LifeWORKS – the shape of Prayer

I have come to believe that the quality of my relationship with God, is tested in my experience of prayer. The degree to which I find spending time alone with God as easy or difficult, as a chore or a delight, says a lot about my heart’s closeness to him.

Prayer is the very heart of Christian spirituality. When we pray we step aside from daily routines and responsibilities and intentionally situate ourselves ‘face-to-face’ with God.

Everywhere, the Bible assumes that prayer – direct and intentional communication with God – is at the heart of the life of faith. Christians through the ages have understood this. The 18th Century spiritual writer William Law, for example, describes prayer as “the nearest approach to God, and the highest enjoyment of him, that we are capable of in this life’.

My early experience of prayer was that it was all about asking God for things: intercession equals prayer and prayer equals intercession.  In the Christian tradition in which I was raised, prayer was always ‘made up on the spot’ (extemporary), and reading prayers from books was viewed as a very suspect activity (we knew that because it was what the Anglicans and even the Catholics did!).  

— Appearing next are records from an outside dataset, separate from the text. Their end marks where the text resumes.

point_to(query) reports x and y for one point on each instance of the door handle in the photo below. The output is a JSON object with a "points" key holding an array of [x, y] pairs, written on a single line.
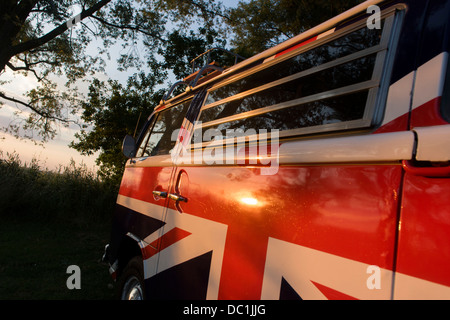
{"points": [[177, 197], [161, 194], [427, 170]]}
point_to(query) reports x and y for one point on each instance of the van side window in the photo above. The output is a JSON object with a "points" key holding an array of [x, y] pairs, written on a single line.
{"points": [[445, 103], [331, 85], [158, 138]]}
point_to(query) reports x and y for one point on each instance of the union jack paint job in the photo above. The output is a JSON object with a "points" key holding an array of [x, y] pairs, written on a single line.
{"points": [[338, 204]]}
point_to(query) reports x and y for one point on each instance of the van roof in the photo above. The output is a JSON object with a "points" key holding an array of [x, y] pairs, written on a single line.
{"points": [[308, 36]]}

It’s OK: I’ve got past that now!

In fact, using written forms of prayers has become very important to me. I’ve got a whole shelf of various forms of written prayers which from time to time form part of my prayer life.  Reflecting on their value to me I can see that:

They give me a place to start

Prayer can be hard, but using a set form of prayer is, for me, a helpful way to feel my way into God’s presence. Of course, the risk is that written prayers become a meaningless rote saying of others’ words: words that bear no relation to my own heart-circumstances. (We’ve probably all had that experience of singing songs in church, the words of which bear little relation to how we are feeling at that moment.) 

However, seeing a written prayer as a place to start, allows for the fact that I may deviate from those words as they begin to spark off my own honest words with God.  William Law again:

“It seems right for every one to begin with a form of prayer; and if in the midst of his devotions, he finds his heart ready to break forth into new and higher strains off devotion, he should leave his form for a while, and follow those fervours of his heart, till it again wants the assistance of his usual devotions”.

Start with the outline, go with your heart – and when you find yourself wondering how many legs there are on a spider, go back to the outline!

They give me a roundedness

As I confessed above, I grew up with a very narrow view of prayer which was exclusively about asking God to do things. I now see ‘prayer’ as an ‘umbrella word’ describing various parts of my meeting with God. Prayer includes sitting silently with him; reflecting on the Bible with him; asking forgiveness from him; affirming my faith to him, asking him for help… and so on.

My own experience is that, left to myself, my prayer life narrows again to those things that I gravitate towards most naturally. For some that may be worship. For others asking. For others again, stillness.

That’s where I find a written prayer outline helps me. It takes me to encounters with God that I may not otherwise enjoy. In that sense it become a bit like a guidebook, which gives me a tour of ‘out of the way’ places – that turn out to be very interesting!

They expand my heart-language

Sometimes when reading the prayers of others, I hit on ways of expressing myself to God that just ‘fit’ what I want to say, but didn’t know how.  Or maybe things I wanted to say, but didn’t know I was allowed to! The Psalms are great at that. Who might have dared to pray this way, were it not in the Bible’s prayer book:

Wake up, O Lord! Why do you sleep?
    Get up! Do not reject us forever.

Why do you look the other way?
    Why do you ignore our suffering and oppression?  (Psalm 44:23,24)?

Or who has not been helped to to confess sin with the words of Psalm 51? Or found comfort in the words of Psalm 23?

When my words are too limited to express what is on my heart, often the words of others provide a vehicle for my own approach to God in prayer.

So, we are all different, and the important thing is that we are praying, not the way that we are doing so. But for me, various forms of written prayers (and I include many hymns and worship songs in that) are indispensable for helping me encounter God in spirit and in truth.

You may know that we have produced a prayer outline, based on the LifeWORKS themes. This can be found on the TBC website, as can other resources for prayer, which you will find in the ‘LifeSTREAMS’ ‘Prayer’ section online.

(By the way, William Law has a lot else to inspire prayer but his book will not be everyone’s cup of tea. The title, if you are interested, is ‘A Serious Call to a Devout and Holy Life’:  I expect that alone has dampened any interest you may have had!)